Wednesday, January 23, 2008

beware - blog therapy!


I'm rather an emotional little flower, and find myself on the edge of a weepy ledge today. Not angst-ridden, but kind of sad.

Reading this book on the train home from work nurtures the woe. It's quite wonderful but not brimming with joy, in as much as it tracks the progress of a family coping with a young daughter/sister's murder. (Highly recommended, all the same.)

Church politics - at work, on Sundays and according to rumour - weigh me down. Like any community, Christian organsations can wander far from caring for what's most important - the precious, vulnerable sanctity of human lives. Sometimes I feel we're altogether lost.

It is easy to get despondent. I'm convinced there's cause for hope and joy in mankind, the church, the future....and yet......

I don't see what's happening from the top of the hill: I see my immediate surroundings of messy city in the valley. But I do wish that deep goodness in which I firmly believe could be a bit more aggressive with the mess sometimes. Surely we shouldn't be left to our own devices to quite this extent?

Ah, well. We have hyacinths growing in the dining room. And the mornings are getting lighter. And I'm not patiently enduring the view from the top of the hill. That I'm sure I couldn't cope with.

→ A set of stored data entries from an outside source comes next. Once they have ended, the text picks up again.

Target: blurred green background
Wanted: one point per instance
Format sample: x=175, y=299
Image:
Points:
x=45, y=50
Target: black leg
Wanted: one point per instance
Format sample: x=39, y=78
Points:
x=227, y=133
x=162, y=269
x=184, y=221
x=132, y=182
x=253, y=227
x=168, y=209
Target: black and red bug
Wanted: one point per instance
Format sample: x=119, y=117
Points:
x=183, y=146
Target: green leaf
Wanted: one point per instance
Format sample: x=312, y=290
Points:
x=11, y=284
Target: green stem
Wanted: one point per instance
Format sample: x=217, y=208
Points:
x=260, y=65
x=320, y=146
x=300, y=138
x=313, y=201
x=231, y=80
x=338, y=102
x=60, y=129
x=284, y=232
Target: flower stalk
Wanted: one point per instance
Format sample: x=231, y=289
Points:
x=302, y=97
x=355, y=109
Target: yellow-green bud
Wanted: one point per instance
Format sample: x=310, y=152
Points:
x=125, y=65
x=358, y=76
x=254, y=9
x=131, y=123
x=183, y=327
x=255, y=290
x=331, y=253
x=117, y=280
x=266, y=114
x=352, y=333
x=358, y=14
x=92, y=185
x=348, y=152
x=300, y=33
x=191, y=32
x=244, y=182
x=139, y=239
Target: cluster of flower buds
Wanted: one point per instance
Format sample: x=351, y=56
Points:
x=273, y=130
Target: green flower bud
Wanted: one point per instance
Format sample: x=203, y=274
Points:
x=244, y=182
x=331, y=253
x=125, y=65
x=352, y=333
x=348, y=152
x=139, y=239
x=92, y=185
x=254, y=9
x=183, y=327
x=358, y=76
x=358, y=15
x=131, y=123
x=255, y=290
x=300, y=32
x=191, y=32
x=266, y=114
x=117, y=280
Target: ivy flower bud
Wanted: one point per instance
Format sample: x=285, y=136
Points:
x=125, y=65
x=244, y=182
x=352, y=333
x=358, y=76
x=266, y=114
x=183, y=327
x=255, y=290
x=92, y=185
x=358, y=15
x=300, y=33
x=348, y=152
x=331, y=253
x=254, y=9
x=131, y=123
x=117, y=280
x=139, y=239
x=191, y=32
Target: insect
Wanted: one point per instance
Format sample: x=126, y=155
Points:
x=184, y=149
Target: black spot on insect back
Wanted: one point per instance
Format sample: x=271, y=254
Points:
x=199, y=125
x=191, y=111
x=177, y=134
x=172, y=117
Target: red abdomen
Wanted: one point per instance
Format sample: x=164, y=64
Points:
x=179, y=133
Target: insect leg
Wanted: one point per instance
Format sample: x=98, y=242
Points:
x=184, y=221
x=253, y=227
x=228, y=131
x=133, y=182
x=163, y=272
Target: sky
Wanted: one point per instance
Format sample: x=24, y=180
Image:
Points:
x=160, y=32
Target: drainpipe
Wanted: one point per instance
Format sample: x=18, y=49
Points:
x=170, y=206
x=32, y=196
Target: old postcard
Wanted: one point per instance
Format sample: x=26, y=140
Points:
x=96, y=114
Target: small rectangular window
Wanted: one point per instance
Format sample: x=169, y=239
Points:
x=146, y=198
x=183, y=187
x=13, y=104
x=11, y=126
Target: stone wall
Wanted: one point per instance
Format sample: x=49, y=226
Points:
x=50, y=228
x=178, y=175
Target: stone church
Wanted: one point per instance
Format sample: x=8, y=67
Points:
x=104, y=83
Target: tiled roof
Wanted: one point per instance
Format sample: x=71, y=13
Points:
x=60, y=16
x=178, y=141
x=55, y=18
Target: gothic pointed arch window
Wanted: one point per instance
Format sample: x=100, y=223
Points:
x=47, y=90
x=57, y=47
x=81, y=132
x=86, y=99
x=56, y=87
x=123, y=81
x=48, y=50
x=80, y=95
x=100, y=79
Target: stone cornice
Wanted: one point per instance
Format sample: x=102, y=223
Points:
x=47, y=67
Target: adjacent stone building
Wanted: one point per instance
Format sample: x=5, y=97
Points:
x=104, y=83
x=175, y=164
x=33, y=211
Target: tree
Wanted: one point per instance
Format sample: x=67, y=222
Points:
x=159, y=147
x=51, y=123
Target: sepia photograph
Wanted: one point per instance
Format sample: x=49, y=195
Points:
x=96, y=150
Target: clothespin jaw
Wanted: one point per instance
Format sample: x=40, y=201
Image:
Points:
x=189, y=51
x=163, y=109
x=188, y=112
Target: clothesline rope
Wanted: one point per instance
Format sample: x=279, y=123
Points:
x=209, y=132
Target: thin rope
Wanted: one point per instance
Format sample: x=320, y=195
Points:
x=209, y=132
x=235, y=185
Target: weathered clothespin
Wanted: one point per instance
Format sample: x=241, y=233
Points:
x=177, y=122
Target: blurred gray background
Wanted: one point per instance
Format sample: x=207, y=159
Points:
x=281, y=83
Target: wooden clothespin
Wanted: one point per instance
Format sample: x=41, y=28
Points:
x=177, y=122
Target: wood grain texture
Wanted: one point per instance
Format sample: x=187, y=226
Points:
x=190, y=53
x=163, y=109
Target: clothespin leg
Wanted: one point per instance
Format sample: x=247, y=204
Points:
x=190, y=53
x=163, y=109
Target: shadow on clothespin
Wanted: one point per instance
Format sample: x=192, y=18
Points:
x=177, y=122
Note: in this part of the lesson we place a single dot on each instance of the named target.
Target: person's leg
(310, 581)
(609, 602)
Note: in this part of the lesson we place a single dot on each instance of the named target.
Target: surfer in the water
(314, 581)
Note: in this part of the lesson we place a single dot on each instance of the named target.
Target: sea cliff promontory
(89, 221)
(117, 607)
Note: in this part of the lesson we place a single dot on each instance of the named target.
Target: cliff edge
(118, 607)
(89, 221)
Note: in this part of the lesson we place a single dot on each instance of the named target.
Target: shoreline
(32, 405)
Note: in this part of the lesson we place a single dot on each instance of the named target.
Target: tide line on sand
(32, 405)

Saturday, January 05, 2008

New Year, new tactics?

Well, people, as you will see from this and most others it links to, all has been rather quiet on my little blogging network for a while.

Being rather worse at giving in than is good for me, I'm resisting. But I may need a new approach. Possibly 'Whose Line is it Anyway' style blog fashioning: 'every entry must be written on a Tuesday from the perspective of the last person I fought for a seat on the tube'. Or, 'every entry must be written in iambic pentameter'. Etc.

If anyone actually still bothers to read my ramblings, do offer up a suggestion. It might be the creative lease of life I need......

alas alack!













My dear Britney has been tipped (irretrievably?) over the edge. I am quite upset about this. No doubt not as scarred as her two small children will be, but nonetheless....time for a moment of quiet.